From the Department of Biostatistics, Epidemiology & Informatics, University of Pennsylvania, Philadelphia, Pennsylvania.
Epidemiology. 2020 Jul;31(4):542-550. doi: 10.1097/EDE.0000000000001193.
Epidemiologic studies using electronic health record (EHR)-derived phenotypes as outcomes are subject to bias due to phenotyping error. In the case of dichotomous phenotypes, existing methods for misclassified outcomes can be used to reduce bias. In this article, we present a bias correction approach for EHR-derived probabilistic phenotypes: continuous predicted probabilities of the outcome of interest. This approach makes use of correction factors that can be computed by hand and do not require specialized software. We used simulation studies to investigate the performance of the proposed approach under a variety of scenarios for accuracy of the probabilistic phenotype, strength of the outcome/exposure association, and prevalence of the outcome of interest. Across all scenarios investigated, the proposed approach substantially reduced bias in association parameter estimates relative to a naive approach. We demonstrate the application of this approach to a study of pediatric type 2 diabetes using data from the PEDSnet network of children's hospitals. This straightforward correction factor can substantially reduce bias and improve the validity of EHR-based epidemiology.

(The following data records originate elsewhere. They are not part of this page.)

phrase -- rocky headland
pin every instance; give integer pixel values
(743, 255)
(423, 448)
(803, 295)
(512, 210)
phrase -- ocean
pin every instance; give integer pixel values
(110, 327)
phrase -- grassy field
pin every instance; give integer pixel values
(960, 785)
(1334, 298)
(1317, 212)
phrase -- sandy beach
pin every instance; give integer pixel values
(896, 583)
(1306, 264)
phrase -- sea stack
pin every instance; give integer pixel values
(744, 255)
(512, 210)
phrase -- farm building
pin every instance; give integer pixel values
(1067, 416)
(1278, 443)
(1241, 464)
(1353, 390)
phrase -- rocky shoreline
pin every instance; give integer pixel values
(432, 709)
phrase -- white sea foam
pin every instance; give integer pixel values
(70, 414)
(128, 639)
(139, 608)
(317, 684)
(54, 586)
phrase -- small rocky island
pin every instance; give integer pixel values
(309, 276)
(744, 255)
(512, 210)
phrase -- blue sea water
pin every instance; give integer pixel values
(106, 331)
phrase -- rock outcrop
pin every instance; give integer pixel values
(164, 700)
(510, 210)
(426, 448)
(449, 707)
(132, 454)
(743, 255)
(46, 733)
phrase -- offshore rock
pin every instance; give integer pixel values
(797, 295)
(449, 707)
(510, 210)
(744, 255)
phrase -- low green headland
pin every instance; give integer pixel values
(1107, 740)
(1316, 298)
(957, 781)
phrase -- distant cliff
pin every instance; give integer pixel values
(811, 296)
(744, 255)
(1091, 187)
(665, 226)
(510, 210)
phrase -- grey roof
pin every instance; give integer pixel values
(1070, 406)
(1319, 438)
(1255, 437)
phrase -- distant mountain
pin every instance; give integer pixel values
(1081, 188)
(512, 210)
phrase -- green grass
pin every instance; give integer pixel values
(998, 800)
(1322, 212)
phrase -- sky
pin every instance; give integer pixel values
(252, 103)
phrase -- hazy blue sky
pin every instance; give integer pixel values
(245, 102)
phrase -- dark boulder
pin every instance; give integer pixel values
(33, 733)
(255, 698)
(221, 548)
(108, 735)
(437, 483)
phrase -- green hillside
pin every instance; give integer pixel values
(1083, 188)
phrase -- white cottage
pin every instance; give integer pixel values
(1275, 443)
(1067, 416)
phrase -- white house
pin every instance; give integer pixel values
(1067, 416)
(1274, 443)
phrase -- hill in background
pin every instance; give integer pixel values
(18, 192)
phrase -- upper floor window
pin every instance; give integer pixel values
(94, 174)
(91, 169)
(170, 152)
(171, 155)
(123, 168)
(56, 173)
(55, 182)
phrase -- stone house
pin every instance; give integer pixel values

使用电子健康记录 (EHR) 衍生表型作为结局的流行病学研究可能由于表型错误而存在偏倚。在二分类表型的情况下,可以使用针对错误分类结局的现有方法来减少偏倚。在本文中,我们提出了一种用于 EHR 衍生概率表型的偏倚校正方法:感兴趣结局的连续预测概率。该方法利用可以手动计算且不需要专门软件的校正因子。我们使用模拟研究来研究在概率表型准确性、结局/暴露关联强度和感兴趣结局的患病率等多种情况下,所提出方法的性能。在所研究的所有情况下,与简单的方法相比,所提出的方法可大大减少关联参数估计的偏差。我们使用来自儿科医院网络 PEDSnet 的数据,展示了该方法在儿科 2 型糖尿病研究中的应用。这种简单的校正因子可以大大减少偏倚,提高基于 EHR 的流行病学的有效性。